Ты самая любимая Тополь Эдуард
— Скажите, вы видели фильм «Полярная звезда»?
— «Полярная звезда»? Никогда не слышал…
— Да, к сожалению, это малоизвестная картина. И старая — ей уже лет шесть, наверное.
— А почему вы спросили?
— Этот фильм снимали здесь, в Салехарде. Я тогда училась в пединституте и подрабатывала к стипендии показом мод. Ну, была моделью. И в этом фильме есть одна сцена… Короче говоря, я выполняю свое обещание. Если вы найдете этот фильм, то увидите в нем меня. Там есть сцена показа мод за Полярным кругом, ее снимали в нашем Дворце нефтяников…
Но Бережковский уже и так все понял и, не откладывая, набрал номер на своем мобильном телефоне, тихо сказал в эту трубку:
— Сережа?
— Нет, Коля, — ответили ему.
— Привет, Бережковский.
— Понял, пиццу и две «Балтики».
— Алло! — сказала Елена по городскому телефону. — С кем вы там говорите?
— Минуточку, Елена, — попросил он и, отодвинув трубку городского на расстояние вытянутой руки, снова негромко сказал в мобильный: — Нет, Коля, не пиццу. А за мой счет — живо в такси на «Горбушку». Кровь из носа, но достань там фильм «Полярная звезда». С меня — десять баксов! Все! Вперед! — и выключил мобильный.
— С кем вы там говорите? — сказала Елена.
— Леночка, я беру тайм-аут.
— Почему? Вам надоело со мной разговаривать?
— Нет, конечно! Просто за мной сейчас приедут, мне нужно ехать на студию.
— Хорошо, я вас отпускаю. Только один вопрос. Можно?
— Конечно.
— Скажите, а писатели завоевывают мир тоже ради любимой женщины?

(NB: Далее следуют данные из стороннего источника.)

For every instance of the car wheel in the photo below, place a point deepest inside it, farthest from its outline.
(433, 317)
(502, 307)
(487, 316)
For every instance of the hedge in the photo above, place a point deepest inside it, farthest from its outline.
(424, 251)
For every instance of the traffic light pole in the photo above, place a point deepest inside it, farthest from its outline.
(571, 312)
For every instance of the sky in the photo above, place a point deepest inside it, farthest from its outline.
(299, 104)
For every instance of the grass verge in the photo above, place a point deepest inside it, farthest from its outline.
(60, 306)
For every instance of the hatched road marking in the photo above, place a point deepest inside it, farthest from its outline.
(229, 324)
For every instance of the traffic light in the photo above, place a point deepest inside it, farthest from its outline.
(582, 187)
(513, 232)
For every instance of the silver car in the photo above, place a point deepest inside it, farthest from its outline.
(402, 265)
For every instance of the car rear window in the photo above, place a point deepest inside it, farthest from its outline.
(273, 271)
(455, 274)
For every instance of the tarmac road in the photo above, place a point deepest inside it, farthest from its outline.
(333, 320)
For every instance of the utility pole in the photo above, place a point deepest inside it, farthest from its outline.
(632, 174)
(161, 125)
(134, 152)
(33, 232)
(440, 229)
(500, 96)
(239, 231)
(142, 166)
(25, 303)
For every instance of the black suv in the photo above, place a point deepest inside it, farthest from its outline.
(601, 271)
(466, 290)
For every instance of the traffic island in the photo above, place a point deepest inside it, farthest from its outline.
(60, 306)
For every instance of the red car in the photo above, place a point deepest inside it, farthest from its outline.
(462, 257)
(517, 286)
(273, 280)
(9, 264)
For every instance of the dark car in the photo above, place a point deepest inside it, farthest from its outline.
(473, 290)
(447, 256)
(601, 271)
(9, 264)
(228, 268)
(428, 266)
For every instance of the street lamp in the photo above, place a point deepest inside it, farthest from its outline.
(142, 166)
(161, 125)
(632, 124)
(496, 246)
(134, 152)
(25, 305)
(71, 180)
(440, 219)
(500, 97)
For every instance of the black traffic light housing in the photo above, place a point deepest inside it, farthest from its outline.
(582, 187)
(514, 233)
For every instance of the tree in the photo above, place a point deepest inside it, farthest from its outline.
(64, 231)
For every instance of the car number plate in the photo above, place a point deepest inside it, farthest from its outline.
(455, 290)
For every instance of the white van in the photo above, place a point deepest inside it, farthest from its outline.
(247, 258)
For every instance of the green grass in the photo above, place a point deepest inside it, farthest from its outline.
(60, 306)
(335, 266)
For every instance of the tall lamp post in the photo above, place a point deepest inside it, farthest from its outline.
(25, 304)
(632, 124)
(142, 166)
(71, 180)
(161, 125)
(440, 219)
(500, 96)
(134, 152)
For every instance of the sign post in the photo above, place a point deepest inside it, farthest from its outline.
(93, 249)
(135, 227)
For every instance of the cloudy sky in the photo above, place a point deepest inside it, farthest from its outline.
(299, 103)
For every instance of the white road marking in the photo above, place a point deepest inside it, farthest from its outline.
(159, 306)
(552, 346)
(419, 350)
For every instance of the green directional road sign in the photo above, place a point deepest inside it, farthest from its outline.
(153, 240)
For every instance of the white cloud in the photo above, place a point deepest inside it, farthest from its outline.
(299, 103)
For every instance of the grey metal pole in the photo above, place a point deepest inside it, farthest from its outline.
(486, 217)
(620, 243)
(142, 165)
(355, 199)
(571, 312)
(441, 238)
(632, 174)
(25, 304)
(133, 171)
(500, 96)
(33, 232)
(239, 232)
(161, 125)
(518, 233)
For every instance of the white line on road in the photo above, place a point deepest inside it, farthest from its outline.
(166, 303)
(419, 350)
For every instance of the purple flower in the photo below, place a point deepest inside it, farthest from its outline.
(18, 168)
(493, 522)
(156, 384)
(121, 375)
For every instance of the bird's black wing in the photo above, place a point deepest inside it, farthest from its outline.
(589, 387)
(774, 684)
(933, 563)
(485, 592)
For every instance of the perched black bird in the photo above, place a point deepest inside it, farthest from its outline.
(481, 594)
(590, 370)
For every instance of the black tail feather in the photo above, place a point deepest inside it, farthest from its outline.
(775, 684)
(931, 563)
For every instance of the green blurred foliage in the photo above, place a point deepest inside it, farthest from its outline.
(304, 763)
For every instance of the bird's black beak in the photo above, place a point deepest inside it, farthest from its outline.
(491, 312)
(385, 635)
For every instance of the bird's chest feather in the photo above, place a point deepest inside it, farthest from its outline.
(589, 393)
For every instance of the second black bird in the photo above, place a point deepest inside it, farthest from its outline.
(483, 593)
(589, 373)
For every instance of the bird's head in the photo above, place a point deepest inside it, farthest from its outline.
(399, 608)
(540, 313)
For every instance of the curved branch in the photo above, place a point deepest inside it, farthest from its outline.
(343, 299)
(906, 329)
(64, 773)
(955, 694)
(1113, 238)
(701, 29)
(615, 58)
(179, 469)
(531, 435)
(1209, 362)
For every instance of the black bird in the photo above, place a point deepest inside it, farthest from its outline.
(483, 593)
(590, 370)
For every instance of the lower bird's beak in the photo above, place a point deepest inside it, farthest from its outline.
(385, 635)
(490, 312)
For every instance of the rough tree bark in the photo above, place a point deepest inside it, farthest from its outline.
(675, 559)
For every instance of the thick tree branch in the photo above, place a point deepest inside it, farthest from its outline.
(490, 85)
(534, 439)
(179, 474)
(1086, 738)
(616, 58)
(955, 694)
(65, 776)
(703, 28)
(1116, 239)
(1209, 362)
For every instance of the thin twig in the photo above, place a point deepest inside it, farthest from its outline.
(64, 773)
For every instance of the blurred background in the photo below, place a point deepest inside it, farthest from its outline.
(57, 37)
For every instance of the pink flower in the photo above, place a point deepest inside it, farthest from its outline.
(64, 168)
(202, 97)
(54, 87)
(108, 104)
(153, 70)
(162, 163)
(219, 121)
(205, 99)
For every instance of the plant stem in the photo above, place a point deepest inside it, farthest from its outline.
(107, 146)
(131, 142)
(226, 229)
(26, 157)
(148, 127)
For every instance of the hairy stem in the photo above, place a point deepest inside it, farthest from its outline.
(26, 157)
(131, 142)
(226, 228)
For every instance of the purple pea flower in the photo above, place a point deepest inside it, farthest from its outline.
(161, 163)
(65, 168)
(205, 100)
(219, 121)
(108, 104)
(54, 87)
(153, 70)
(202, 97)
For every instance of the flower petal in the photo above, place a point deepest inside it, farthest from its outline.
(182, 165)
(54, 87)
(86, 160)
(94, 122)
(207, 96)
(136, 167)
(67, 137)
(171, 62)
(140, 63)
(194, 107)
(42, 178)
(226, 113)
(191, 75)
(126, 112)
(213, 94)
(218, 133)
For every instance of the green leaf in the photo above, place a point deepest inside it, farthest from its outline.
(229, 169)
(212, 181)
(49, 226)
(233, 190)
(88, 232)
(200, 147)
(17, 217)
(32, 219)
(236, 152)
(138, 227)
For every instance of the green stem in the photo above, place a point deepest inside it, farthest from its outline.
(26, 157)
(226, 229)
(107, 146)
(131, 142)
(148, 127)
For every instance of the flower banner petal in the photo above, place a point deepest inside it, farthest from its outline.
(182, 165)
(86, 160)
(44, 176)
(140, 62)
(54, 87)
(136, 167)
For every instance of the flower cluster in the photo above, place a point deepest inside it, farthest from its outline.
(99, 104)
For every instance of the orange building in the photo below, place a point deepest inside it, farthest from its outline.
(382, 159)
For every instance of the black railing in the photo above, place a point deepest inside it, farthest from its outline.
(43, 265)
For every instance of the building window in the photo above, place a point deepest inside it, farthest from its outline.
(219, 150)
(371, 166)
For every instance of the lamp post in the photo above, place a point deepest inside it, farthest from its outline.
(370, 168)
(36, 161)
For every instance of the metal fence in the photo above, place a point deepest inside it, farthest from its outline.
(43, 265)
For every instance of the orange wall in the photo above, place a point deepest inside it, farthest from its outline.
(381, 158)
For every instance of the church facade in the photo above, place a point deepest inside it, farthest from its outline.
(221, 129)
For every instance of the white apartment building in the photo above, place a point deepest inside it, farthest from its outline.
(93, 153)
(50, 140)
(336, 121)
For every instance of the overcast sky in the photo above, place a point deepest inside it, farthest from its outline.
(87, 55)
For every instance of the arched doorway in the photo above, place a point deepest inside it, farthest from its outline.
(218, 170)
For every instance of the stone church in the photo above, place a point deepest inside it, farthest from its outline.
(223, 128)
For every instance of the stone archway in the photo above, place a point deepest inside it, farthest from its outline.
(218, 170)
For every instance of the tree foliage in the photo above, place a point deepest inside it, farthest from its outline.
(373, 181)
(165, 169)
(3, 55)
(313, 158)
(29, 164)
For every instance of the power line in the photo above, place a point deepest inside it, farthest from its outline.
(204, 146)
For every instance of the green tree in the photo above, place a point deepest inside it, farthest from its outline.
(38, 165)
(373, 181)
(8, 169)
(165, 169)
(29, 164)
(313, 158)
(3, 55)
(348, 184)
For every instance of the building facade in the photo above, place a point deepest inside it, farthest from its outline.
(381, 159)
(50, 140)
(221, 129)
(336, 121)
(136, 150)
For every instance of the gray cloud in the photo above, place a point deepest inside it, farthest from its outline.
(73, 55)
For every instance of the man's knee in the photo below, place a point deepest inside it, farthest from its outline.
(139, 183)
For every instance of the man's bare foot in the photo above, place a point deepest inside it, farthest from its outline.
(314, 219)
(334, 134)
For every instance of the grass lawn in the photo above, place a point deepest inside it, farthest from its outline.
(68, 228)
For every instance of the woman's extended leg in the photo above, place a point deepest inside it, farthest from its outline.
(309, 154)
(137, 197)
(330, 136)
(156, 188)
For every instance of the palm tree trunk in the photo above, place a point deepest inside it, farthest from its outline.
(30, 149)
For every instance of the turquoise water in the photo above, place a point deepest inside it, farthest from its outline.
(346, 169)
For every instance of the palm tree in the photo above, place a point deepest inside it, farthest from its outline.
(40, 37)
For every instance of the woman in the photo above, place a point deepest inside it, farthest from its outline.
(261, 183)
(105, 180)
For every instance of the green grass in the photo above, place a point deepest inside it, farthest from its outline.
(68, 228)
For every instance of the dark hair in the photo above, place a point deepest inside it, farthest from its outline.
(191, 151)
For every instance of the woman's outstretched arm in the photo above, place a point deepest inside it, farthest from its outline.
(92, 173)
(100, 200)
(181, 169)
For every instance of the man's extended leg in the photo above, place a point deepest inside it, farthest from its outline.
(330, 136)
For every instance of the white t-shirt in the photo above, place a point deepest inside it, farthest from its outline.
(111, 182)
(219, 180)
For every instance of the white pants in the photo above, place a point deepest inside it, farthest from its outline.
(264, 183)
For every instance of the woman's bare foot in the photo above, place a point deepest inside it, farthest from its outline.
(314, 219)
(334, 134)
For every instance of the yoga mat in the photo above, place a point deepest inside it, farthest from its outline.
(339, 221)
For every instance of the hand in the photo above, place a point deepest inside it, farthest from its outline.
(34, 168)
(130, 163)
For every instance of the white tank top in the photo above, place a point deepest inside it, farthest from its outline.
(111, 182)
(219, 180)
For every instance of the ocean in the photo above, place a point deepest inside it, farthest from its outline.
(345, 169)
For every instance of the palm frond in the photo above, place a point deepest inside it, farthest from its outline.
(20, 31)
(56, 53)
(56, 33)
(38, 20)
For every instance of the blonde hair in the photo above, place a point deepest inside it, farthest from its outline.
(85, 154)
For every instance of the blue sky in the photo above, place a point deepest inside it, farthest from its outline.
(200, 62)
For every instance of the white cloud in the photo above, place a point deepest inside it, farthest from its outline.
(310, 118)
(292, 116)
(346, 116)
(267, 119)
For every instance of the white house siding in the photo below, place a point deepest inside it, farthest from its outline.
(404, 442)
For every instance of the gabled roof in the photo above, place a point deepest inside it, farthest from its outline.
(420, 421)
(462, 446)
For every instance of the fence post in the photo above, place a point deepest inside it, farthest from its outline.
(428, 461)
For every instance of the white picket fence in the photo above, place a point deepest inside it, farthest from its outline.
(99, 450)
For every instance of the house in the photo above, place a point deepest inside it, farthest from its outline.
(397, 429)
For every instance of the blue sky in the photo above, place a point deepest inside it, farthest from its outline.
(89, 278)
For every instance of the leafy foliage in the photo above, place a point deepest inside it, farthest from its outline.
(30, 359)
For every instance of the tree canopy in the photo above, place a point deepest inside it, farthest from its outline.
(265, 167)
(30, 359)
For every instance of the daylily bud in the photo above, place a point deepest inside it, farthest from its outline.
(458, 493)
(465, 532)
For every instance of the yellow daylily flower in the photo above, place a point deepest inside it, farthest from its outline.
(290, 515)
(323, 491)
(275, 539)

— А вы знаете, кто подарил нам Достоевского? Мария Исаева, жена офицера-интенданта в Семипалатинске. Ссыльный Достоевский влюбился в нее так!.. Кем он был? Прыщавый, сутулый, тридцатитрехлетний каторжанин, автор единственной и уже полузабытой повести «Бедные люди», которого за связь с петрашевцами пожизненно сослали в каторгу и в солдаты. Где он и должен был сгинуть, если бы не эта любовь. О, там была такая интрига! Он соблазнял Марию больше двух лет. За это время спился и умер ее муж, а она полюбила другого. Но Достоевский все продолжал добиваться ее. Он обещал ей стать таким же знаменитым, как Толстой и Тургенев, и, как они, получать по 500 золотых рублей за печатный лист. Он обещал повезти ее в Москву, в Санкт-Петербург, в Европу. Она смеялась: «Вы же ссыльный солдат, Федор Михайлович!» И тогда он совершил подвиг — написал подхалимские оды царю и царице! Стихами! Эти стихи вы найдете только в полном собрании сочинений Достоевского и нигде больше. Но они есть! За них он получил от царя помилование и свободу. И Мария бросила молодого любовника и вышла за Достоевского. Так родился наш классик — сразу после свадьбы он сел писать. Хотя… — Бережковский замялся.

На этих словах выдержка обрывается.